Prime Minister Justin Trudeau has already said that he has no plans to back down from his carbon tax increase, which will raise the price of gas by three cents a litre.

The confidence motion is set to be debated during the Conservatives’ second opposition day of the week on Thursday with a vote planned later that day.

It is unlikely to pass, given that the Liberals and New Democrats have a supply-and-confidence agreement that aims to keep Trudeau’s government in power until June 2025.

During question period, Poilievre asked Trudeau why he does not have the “courage” to call an election and let Canadians decide if Liberals should raise the tax.

“An election on the price on pollution? We had three… and we won them all,” said Trudeau.

“Then he shouldn’t be afraid to have one more,” shot back Poilievre.

Conservatives are hoping that some Liberal MPs, especially those in Atlantic provinces, will join their call to “spike the hike” and “axe the tax.”

In the past, Liberal MP Ken McDonald, from Newfoundland and Labrador, has voted against his own party on the carbon tax.

Conservatives also forced a vote on the carbon tax on Wednesday afternoon to echo the concerns of seven out of 10 provincial premiers who have been calling on Trudeau to cancel the carbon tax hike.

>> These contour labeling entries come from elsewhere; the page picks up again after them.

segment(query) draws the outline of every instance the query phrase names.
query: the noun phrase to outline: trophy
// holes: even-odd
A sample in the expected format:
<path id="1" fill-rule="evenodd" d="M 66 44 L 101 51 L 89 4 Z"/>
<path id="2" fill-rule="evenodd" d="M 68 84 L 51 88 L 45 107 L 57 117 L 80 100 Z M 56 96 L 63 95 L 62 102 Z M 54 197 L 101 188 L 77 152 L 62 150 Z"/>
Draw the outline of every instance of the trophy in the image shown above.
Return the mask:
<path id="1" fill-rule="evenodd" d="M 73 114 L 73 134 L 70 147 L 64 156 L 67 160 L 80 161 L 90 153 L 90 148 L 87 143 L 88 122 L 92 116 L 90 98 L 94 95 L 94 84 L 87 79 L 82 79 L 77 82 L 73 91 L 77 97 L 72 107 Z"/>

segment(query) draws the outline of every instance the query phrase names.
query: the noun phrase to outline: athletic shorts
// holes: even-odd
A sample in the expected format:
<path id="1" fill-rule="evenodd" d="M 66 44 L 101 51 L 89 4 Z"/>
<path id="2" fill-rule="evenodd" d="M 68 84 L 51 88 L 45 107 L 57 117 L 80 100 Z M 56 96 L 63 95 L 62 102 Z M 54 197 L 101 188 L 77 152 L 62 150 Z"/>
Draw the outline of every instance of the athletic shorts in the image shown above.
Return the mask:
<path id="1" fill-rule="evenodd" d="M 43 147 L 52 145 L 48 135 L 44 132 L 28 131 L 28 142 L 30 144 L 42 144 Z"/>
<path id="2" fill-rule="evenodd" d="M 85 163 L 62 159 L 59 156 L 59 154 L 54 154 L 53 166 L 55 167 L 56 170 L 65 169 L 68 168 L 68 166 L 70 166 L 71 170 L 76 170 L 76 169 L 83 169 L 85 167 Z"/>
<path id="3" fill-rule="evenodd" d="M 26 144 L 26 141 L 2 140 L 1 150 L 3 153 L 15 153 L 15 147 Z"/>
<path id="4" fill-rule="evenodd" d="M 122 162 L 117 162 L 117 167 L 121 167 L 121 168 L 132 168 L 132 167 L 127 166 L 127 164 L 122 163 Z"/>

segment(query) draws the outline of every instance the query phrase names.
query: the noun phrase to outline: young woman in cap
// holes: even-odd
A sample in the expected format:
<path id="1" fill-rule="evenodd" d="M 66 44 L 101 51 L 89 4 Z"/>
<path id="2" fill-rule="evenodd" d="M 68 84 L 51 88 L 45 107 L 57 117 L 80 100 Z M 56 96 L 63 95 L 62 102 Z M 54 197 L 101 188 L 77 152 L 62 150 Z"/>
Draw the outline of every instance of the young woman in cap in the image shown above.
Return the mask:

Ultimately, that motion was voted down by the Liberals, the Bloc Québécois and the NDP. The Liberals confirmed it was not a free vote and McDonald was nowhere to be seen during the voting period.

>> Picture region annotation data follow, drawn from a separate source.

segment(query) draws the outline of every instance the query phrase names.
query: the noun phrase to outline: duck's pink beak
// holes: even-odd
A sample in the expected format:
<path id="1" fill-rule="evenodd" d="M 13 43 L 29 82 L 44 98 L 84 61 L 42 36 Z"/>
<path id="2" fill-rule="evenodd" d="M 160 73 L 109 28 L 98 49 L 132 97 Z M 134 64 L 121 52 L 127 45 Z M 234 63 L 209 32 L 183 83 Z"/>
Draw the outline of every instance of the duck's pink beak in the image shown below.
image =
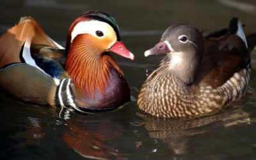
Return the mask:
<path id="1" fill-rule="evenodd" d="M 109 50 L 124 57 L 131 59 L 131 60 L 134 59 L 134 55 L 126 48 L 122 41 L 117 41 L 109 48 Z"/>

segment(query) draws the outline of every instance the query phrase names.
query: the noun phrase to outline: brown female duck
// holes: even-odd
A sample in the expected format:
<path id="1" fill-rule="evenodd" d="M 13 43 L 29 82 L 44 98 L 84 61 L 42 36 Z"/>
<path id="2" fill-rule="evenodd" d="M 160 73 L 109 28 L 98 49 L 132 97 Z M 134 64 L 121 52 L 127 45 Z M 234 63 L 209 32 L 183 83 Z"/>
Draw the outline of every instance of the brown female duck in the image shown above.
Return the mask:
<path id="1" fill-rule="evenodd" d="M 250 41 L 255 41 L 255 38 Z M 240 20 L 204 38 L 187 24 L 171 25 L 145 56 L 166 54 L 147 78 L 139 108 L 157 117 L 185 117 L 212 112 L 244 96 L 250 80 L 250 52 Z M 249 49 L 248 49 L 249 48 Z"/>

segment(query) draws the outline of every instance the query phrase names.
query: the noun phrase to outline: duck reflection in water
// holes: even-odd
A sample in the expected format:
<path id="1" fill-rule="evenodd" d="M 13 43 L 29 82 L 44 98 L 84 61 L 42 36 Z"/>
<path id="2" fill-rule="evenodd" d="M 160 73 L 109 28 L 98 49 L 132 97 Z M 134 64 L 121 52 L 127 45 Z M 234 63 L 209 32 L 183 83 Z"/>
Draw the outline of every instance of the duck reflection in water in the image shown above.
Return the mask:
<path id="1" fill-rule="evenodd" d="M 125 131 L 121 124 L 126 121 L 123 119 L 125 117 L 109 114 L 76 115 L 67 120 L 68 129 L 61 138 L 68 147 L 83 157 L 97 159 L 126 159 L 128 154 L 118 152 L 117 149 L 108 143 Z"/>
<path id="2" fill-rule="evenodd" d="M 4 142 L 10 145 L 5 145 L 2 152 L 8 153 L 7 159 L 10 158 L 9 156 L 12 158 L 20 157 L 23 153 L 19 152 L 23 147 L 29 148 L 33 145 L 42 146 L 46 139 L 51 138 L 49 135 L 57 132 L 56 135 L 61 133 L 61 140 L 68 147 L 83 157 L 96 159 L 125 159 L 128 154 L 120 153 L 117 148 L 109 143 L 127 131 L 125 126 L 122 123 L 127 121 L 127 117 L 120 112 L 118 116 L 114 116 L 113 112 L 86 115 L 71 113 L 70 119 L 65 120 L 58 118 L 60 114 L 52 108 L 35 106 L 4 108 L 0 120 L 6 126 L 2 130 L 3 134 L 10 136 Z M 54 121 L 49 121 L 49 115 L 56 117 Z M 58 137 L 56 138 L 58 140 Z M 63 147 L 56 142 L 53 142 L 52 147 Z M 44 148 L 43 150 L 48 152 L 49 149 Z M 17 152 L 18 154 L 13 156 Z M 35 156 L 39 156 L 38 153 L 35 154 Z"/>
<path id="3" fill-rule="evenodd" d="M 241 123 L 250 124 L 250 121 L 248 113 L 238 105 L 234 105 L 232 109 L 184 118 L 161 118 L 140 113 L 138 115 L 143 118 L 149 136 L 168 144 L 176 157 L 191 152 L 188 141 L 191 138 L 186 138 L 188 136 L 211 133 L 217 127 L 227 128 Z"/>

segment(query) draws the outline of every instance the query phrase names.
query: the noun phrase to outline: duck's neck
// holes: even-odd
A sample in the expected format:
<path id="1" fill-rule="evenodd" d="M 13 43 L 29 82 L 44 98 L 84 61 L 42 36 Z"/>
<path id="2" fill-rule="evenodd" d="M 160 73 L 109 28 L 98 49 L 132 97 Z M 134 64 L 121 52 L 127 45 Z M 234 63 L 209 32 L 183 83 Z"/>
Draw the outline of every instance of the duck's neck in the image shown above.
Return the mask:
<path id="1" fill-rule="evenodd" d="M 200 57 L 196 57 L 180 52 L 168 54 L 162 61 L 161 66 L 168 65 L 165 69 L 172 72 L 186 84 L 193 82 L 195 75 L 198 71 Z"/>
<path id="2" fill-rule="evenodd" d="M 65 69 L 78 91 L 93 97 L 95 90 L 105 92 L 109 84 L 110 68 L 123 73 L 108 52 L 100 53 L 92 47 L 73 43 L 68 50 Z"/>

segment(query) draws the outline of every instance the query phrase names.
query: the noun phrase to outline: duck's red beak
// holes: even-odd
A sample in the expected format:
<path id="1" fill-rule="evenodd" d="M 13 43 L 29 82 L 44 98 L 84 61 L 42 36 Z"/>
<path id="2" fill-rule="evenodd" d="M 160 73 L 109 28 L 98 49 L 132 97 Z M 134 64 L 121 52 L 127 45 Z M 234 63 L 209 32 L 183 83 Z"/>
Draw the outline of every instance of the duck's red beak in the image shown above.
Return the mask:
<path id="1" fill-rule="evenodd" d="M 131 60 L 134 59 L 134 55 L 126 48 L 122 41 L 117 41 L 109 48 L 109 50 L 124 57 L 131 59 Z"/>

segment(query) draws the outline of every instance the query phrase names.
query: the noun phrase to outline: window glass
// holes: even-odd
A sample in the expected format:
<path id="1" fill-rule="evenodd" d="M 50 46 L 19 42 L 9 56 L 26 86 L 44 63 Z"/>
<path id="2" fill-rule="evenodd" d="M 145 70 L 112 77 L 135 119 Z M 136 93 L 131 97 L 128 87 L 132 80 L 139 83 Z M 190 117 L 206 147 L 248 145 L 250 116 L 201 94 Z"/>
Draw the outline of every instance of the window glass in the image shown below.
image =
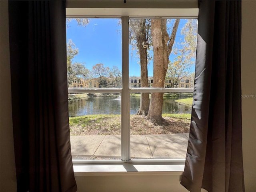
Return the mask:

Kody Blois, chair of the Liberal Atlantic Caucus, said that there are other examples of how carbon pricing can exist in Canada and that the federal government would welcome the opportunity to talk with premiers about implementing other options.

“We can do carbon pricing differently if they’re that dead set against the federal backstop,” he said.

Quebec has had a cap-and-trade system for years, whereas British Columbia has its own carbon pricing system. Other provinces use the federal backstop because they did not come with a system of their own that met the federal requirements.

Federal Liberals have been attempting to push back against the Conservative slogans on the carbon tax by coming up with some of their own: “keep the cash, care for climate.”

Environment Minister Steven Guilbeault said on Tuesday that as carbon pricing goes up, so does the Canada Carbon Rebate. And he slammed Poilievre for not talking about the impacts of climate change and how much it is impacting and costing Canadians.

“We’re talking about our fish stocks disappearing. There’s no shrimp in the Gulf of St. Lawrence this summer. We’re talking about the province of Alberta having to ration water for residents, for businesses, for the agricultural sector,” he told reporters in a press conference.

“Climate change is real, it’s impacting Canadians and it’s costing Canadians, and you’ll never hear Pierre Poilievre talk about that.”